A 56-Year-Old Female With Acute Shortness of Breath

Figure 1: A 56-Year-Old Female With Acute Shortness of Breath
The patient is a 56-year-old female whose prior medical history was notable only for hypertension. She had noted mild paroxysmal nocturnal dyspnea and exertional dyspnea but otherwise was in good health. On the night of admission she went to the bathroom and returned stating “I can’t breathe”. Her husband noted she was severely short of breath and diaphoretic. Emergency medical services was contacted, and shortly after arrival in the emergency department she required intubation.

After intubation, 100% inspired oxygen and increasing levels of positive expiratory pressure to 10 mmHg resulted in oxygen saturations of only 85-90%. Physical exam was notable for a blood pressure of 85/60 mmHg, a heart rate of 110 bpm, temperature 97.6 F, diffuse wheezing, distant heart sounds without obvious murmur, and intact pulses.
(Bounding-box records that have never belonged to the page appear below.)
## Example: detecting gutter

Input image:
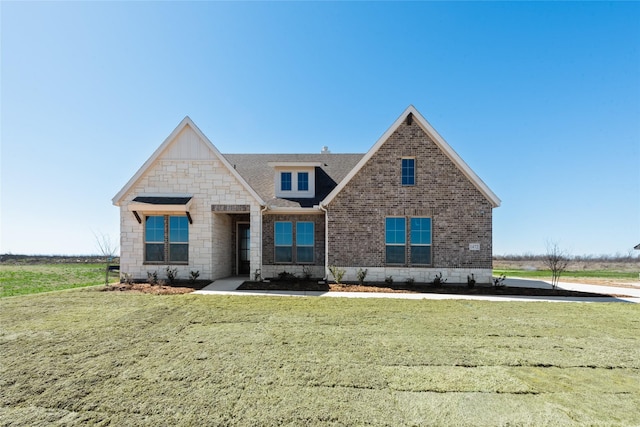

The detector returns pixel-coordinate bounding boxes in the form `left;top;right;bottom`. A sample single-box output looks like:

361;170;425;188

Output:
258;205;269;280
318;203;329;281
The initial chest x-ray (Figure 1) demonstrated the endotrachial tube to be in good position. The initial electrocardiogram demonstrated sinus tachycardia, without ischemic ST-T wave changes.

Lab Values
Creatinine Normal
WBC 25,000 x 106 with left shift
Hgb 11.3 g/dL (normal 13.3-17.3 g/dL)
TnI (initial) <0.6 (normal <1.0 ng/ml)
CK-MB (Initial) 1.9 ng/ml (normal < 8 ng/ml)
BNP (initial) 350 pg/ml (normal < 80 pg/ml)
BNP (2 hours) 228 pg/ml (normal < 80 pg/ml)
TnI (9 hours) 1.8 ng/ml (normal <1.0 ng/ml)
CK-MB (9 hours) 2.3 ng/ml (normal < 8 ng/ml)

There was almost complete opacification of both lungs. The radiologist interpretation was severe bilateral airspace disease, most consistent with acute respiratory distress syndrome or diffuse pneumonia.